Edgewater Memories

Vol. XIV No. 3 - SUMMER 2003

By: Frank Kavanaugh

Editor’s Note: This is the second half of a letter sent to us by Frank Kavanaugh as a personal recollection of growing up in Edgewater. We welcome all personal recollections of early days in Edgewater and will accept handwritten copies.

For a time beginning in the early 1950’s I worked at the Edgewater Beach Hotel as a bellman. More money in one day than I ever made in my life. The hotel was magnificent and noted for the outside Boardwalk show area that separated the hotel and the beach. It had fresh flowers in the lobby, outside dining, stage shows, and big band dancing; certainly the finest thing of its kind on the north side of Chicago. Finally, as a summer job during college, I was promoted to being the side doorman at the north end of the hotel, and also worked relief as the main doorman on Sheridan Road. The side door was good duty, as the entrance to the inside garage was there and many guests who came by car used that entrance for convenience.

For a short period I was involved in professional theater. The Edgewater Beach Hotel gave me my first paying job and left me with one of those memorable stories about “how I got my first break in show business.”

At Lake Forest College, I found that being a speech major was probably the easiest way to get a degree.
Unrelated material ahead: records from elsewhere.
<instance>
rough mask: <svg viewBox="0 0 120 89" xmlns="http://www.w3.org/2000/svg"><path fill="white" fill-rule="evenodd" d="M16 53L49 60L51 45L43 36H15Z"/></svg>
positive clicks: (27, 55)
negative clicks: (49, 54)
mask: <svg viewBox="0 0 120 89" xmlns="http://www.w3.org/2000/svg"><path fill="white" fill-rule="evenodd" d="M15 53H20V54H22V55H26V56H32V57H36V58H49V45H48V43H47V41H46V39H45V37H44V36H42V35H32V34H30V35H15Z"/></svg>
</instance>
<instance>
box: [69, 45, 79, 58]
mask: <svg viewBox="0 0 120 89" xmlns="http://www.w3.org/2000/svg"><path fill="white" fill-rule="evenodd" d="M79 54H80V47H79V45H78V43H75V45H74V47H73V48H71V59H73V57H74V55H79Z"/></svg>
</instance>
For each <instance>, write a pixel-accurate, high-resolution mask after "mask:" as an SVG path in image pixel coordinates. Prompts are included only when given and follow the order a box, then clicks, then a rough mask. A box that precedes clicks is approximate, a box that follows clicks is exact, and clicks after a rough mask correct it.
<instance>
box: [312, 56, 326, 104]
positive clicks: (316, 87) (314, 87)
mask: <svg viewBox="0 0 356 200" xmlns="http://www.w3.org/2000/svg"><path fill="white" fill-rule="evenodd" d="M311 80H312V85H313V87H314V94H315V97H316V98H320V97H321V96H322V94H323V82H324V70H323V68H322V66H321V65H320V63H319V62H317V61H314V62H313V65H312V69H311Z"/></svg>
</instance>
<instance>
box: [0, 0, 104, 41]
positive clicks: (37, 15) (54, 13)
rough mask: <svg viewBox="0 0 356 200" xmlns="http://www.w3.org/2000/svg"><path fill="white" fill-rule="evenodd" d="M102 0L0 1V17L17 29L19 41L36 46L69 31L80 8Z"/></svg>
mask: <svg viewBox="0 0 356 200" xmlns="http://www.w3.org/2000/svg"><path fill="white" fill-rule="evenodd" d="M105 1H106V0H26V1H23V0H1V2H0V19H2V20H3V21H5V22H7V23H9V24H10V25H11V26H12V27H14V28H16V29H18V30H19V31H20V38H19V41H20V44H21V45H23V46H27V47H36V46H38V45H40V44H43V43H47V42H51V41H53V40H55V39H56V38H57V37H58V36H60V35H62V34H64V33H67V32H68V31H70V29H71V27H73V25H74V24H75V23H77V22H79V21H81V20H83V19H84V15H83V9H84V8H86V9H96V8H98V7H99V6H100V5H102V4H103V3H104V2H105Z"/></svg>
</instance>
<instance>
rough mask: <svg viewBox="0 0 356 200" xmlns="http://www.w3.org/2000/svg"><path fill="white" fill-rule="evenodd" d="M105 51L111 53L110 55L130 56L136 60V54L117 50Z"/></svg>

All speech majors, however, were required to get a taste of the absurd by participating in children’s theater. I found the need to overact for children very difficult. When they asked me if I would take part in a regular stage production and said it would get me out of children’s theater, I jumped at the chance. I loved the theater and, because it was only a small school, I got leads in all the major productions. This experience raised the question of whether this fun could become a career.

In the mid ’50s, while doing my side doorman job at the Edgewater Beach Hotel, a fellow named Marshall Migatz opened three summer stock theaters in the Chicago area: one in Hinsdale, one as the Fox Valley Playhouse in St. Charles, and the Beachwalk Playhouse at the Edgewater Beach. Each show featured a well known star, surrounded by unknown professionals. I auditioned, got rejected, hung around and became a theater pet but no one really regarded me as having any serious “professional” actor potential.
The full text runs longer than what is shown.